# Chief 10 year old



## Narny (Sep 8, 2010)

Adoptable German Shepherd Dog: Chief*: Petfinder

Chief is a very laid back 10 year old shep. Hes already been there for a few months and they were unable to give me a time frame on how much time he has left there. The adoption fee is 97$ for an individual. This covers neuter and shots. 

He is being kept at the Pasadena animal control on Burk Rd if anyone can take him in.


----------



## pamela berger (Jun 19, 2008)

This sweet guy is waiting for a forever home and time is running out.
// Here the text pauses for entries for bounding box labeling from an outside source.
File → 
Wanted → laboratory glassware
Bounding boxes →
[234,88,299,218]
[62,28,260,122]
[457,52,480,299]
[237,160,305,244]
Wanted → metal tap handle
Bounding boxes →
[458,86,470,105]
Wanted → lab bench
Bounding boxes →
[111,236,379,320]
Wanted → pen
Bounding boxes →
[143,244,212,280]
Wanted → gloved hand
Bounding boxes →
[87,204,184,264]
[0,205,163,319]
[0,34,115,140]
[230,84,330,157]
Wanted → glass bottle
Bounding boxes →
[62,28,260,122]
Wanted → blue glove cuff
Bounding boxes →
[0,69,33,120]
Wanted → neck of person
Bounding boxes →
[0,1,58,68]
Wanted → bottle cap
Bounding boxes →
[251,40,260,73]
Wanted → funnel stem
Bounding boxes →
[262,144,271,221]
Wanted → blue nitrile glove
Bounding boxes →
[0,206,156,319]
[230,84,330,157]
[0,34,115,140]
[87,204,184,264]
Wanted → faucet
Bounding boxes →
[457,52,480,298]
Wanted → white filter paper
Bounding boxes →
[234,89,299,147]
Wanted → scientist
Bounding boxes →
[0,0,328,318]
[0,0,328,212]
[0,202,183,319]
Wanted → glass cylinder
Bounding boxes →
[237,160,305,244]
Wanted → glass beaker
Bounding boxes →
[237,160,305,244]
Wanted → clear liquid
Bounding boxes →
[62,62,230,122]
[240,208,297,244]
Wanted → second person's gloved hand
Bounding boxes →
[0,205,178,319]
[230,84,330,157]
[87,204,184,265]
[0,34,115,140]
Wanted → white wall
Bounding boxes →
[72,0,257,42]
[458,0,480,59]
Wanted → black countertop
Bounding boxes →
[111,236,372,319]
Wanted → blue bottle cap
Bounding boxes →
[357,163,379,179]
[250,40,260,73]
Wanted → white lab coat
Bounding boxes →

Come by the shelter and ask for ID#65172 if you would like to meet him

*My Contact Info*


Pasadena Animal Control and Adoption
Pasadena, TX
281-991-0602


----------



## MaggieRoseLee (Aug 17, 2001)




----------



## Narny (Sep 8, 2010)

Called to check on him today... there are 3 different people trying to adopt him! Such a handsome guy.


----------



## Anja1Blue (Feb 27, 2008)

Well I hope he gets lucky! He looks distinguished, and very deserving of a loving new home.
________________________________________
Susan

Anja SchH3 GSD
Conor GSD
Blue BH WH T1 GSD - waiting at the Bridge


----------